Home > Our Violent Ends (These Violent Delights #2)(6)

Our Violent Ends (These Violent Delights #2)(6)
Author: Chloe Gong

“Has there been another letter?”

Lord Cai sighed, lacing his fingers together. He said, “Selin, you must be tired.”

“It is my bedtime, yes,” Kathleen replied easily, taking the cue to leave. She was out in seconds, the office door closing behind her before Juliette could say good night. Her father must know that she would merely fill Kathleen in afterward about what was going on. She supposed it made him feel better to think the rest of the family wasn’t getting involved in this, that the fewer people knew, the less likely it was to explode into a troublesome matter.

“The blackmailer strikes again,” Lord Cai said, finally retrieving an envelope from his desk drawer and passing it to Juliette. “The largest sum yet.”

Juliette reached forward, first examining not the letter inside but the envelope itself. It was the same each time. Utterly plain and remarkable, save for one detail: they were all postmarked from the French Concession.

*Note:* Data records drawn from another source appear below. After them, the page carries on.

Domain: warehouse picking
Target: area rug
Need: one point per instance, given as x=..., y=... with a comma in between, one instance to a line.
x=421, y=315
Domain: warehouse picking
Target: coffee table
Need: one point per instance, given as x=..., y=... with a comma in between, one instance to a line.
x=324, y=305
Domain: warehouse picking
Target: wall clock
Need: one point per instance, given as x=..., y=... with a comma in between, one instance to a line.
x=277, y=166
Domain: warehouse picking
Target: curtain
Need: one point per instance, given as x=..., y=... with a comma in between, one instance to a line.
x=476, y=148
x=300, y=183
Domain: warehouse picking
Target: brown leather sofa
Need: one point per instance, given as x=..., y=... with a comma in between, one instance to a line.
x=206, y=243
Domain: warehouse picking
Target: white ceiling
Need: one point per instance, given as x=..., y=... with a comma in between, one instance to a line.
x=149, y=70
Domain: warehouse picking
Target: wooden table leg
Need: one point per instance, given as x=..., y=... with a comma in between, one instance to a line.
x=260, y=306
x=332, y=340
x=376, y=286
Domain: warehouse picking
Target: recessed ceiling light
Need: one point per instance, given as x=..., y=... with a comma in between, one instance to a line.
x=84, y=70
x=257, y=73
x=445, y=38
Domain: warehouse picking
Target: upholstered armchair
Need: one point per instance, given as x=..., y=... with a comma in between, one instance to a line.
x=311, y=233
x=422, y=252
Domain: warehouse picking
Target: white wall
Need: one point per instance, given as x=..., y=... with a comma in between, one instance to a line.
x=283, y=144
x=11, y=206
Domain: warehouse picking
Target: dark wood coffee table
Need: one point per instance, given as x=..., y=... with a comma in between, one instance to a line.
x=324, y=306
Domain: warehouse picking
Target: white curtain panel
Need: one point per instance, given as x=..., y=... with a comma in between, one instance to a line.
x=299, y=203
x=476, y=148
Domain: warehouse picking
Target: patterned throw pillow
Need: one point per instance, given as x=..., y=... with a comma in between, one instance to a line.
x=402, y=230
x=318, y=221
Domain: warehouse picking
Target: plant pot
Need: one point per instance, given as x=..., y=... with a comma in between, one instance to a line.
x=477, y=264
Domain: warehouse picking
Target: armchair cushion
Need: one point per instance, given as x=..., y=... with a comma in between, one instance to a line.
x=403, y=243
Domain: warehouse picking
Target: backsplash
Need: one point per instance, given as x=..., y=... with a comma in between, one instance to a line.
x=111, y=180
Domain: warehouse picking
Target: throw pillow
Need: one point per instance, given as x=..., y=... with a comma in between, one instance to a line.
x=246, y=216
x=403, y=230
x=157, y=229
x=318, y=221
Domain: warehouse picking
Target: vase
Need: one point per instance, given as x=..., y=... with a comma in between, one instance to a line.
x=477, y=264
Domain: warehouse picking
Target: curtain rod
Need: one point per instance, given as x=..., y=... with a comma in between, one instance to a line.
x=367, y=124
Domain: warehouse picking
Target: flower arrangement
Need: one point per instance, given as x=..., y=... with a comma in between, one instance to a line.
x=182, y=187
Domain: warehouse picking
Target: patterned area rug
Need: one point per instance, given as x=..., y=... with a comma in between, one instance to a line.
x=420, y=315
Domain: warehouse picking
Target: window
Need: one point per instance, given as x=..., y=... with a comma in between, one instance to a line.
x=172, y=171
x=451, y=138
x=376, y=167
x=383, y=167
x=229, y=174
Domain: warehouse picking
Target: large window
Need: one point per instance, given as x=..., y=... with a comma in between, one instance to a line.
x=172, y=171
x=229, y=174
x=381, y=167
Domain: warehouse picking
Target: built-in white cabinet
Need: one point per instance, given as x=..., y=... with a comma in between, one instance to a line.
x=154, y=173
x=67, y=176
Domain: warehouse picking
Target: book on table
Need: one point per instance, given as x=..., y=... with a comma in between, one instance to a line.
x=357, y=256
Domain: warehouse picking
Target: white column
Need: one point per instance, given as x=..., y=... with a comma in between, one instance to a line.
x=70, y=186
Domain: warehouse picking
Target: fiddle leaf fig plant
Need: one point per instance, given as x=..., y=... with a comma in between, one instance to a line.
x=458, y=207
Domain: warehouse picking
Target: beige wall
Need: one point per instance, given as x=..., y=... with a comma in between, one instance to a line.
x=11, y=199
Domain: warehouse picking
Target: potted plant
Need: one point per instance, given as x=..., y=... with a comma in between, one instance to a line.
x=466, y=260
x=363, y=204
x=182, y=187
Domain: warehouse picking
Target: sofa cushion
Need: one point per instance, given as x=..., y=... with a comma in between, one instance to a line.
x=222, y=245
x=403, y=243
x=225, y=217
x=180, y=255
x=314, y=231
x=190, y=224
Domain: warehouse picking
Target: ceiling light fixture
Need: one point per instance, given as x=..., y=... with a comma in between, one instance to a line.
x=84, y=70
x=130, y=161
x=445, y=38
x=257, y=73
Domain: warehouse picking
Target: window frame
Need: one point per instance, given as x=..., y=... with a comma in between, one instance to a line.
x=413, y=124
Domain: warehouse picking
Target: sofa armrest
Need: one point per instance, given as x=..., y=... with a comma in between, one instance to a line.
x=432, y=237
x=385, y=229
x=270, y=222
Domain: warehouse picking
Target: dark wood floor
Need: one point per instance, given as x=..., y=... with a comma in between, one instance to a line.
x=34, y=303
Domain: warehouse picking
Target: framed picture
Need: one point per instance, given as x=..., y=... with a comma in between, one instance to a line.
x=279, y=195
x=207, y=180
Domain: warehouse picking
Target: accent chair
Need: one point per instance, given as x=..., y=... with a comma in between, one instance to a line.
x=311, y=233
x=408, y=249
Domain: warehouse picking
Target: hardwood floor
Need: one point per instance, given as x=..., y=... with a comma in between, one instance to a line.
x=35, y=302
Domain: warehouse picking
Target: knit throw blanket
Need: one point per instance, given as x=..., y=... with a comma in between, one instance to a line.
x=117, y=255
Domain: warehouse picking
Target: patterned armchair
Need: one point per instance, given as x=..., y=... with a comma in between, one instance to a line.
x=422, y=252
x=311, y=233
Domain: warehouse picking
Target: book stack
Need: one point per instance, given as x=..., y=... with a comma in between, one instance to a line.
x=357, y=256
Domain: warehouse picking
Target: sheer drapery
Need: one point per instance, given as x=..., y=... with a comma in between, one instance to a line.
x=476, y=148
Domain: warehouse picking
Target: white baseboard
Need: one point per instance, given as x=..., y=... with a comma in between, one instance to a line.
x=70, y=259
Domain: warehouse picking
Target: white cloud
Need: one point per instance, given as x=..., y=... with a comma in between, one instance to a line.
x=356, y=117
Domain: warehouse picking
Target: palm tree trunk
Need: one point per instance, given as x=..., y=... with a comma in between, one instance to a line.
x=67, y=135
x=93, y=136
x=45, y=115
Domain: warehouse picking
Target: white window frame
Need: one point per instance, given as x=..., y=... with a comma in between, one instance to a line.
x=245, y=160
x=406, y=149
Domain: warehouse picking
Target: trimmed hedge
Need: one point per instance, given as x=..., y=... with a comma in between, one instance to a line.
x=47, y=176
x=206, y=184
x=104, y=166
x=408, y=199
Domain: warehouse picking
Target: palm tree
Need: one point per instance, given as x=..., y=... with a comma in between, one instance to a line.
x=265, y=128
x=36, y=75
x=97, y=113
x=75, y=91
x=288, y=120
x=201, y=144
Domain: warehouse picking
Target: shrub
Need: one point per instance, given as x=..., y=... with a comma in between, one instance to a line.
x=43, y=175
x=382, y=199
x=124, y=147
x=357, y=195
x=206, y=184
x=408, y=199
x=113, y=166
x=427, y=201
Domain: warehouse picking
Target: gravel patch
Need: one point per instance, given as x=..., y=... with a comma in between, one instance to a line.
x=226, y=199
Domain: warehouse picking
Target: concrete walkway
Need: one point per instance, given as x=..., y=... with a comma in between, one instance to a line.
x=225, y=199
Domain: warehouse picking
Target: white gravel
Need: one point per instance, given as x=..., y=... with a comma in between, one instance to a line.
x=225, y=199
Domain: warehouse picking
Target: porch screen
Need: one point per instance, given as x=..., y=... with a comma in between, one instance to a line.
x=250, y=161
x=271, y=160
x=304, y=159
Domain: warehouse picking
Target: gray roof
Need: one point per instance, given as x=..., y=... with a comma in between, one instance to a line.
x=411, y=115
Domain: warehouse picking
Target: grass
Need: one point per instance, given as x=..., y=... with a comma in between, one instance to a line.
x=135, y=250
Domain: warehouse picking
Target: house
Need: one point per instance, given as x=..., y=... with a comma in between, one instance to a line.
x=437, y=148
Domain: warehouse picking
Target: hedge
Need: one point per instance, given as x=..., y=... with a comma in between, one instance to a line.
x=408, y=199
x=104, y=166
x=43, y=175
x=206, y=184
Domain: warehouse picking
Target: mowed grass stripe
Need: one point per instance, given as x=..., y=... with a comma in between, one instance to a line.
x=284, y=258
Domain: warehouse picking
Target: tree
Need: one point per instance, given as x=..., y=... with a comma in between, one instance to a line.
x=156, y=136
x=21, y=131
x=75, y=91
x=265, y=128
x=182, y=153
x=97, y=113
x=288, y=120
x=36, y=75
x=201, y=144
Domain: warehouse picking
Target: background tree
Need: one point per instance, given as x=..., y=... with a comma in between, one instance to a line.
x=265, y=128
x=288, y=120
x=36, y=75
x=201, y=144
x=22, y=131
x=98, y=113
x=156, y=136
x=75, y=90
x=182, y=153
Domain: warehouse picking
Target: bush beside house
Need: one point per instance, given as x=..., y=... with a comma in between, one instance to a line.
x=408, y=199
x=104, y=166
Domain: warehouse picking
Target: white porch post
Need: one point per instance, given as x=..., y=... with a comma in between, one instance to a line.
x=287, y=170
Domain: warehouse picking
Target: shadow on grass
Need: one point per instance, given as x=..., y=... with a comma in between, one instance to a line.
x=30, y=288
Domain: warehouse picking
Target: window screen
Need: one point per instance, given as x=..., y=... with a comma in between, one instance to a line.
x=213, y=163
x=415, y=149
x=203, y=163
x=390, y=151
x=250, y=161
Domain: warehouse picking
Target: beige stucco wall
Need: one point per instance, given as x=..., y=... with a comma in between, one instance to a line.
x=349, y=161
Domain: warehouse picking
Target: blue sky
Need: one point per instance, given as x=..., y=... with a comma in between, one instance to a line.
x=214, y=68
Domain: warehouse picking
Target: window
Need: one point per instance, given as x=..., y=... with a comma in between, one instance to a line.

“Tiān nǎ,” she breathed, pulling out the letter and reading its contents. A truly outrageous amount. But they had to send it. They had to.

She tossed the letter back onto her father’s desk, letting out a tight breath. Back in October, she thought she had killed the monster of Shanghai. She had shot Qi Ren, watched as the bullet studded into his heart and the old man seemed to crumple in relief, freed from the curse that Paul Dexter had set on him. His throat had split open and the mother insect had flown out, landing on the wharf of the Bund with finality.

Then Kathleen found Paul Dexter’s letter—

In the event of my death, release them all.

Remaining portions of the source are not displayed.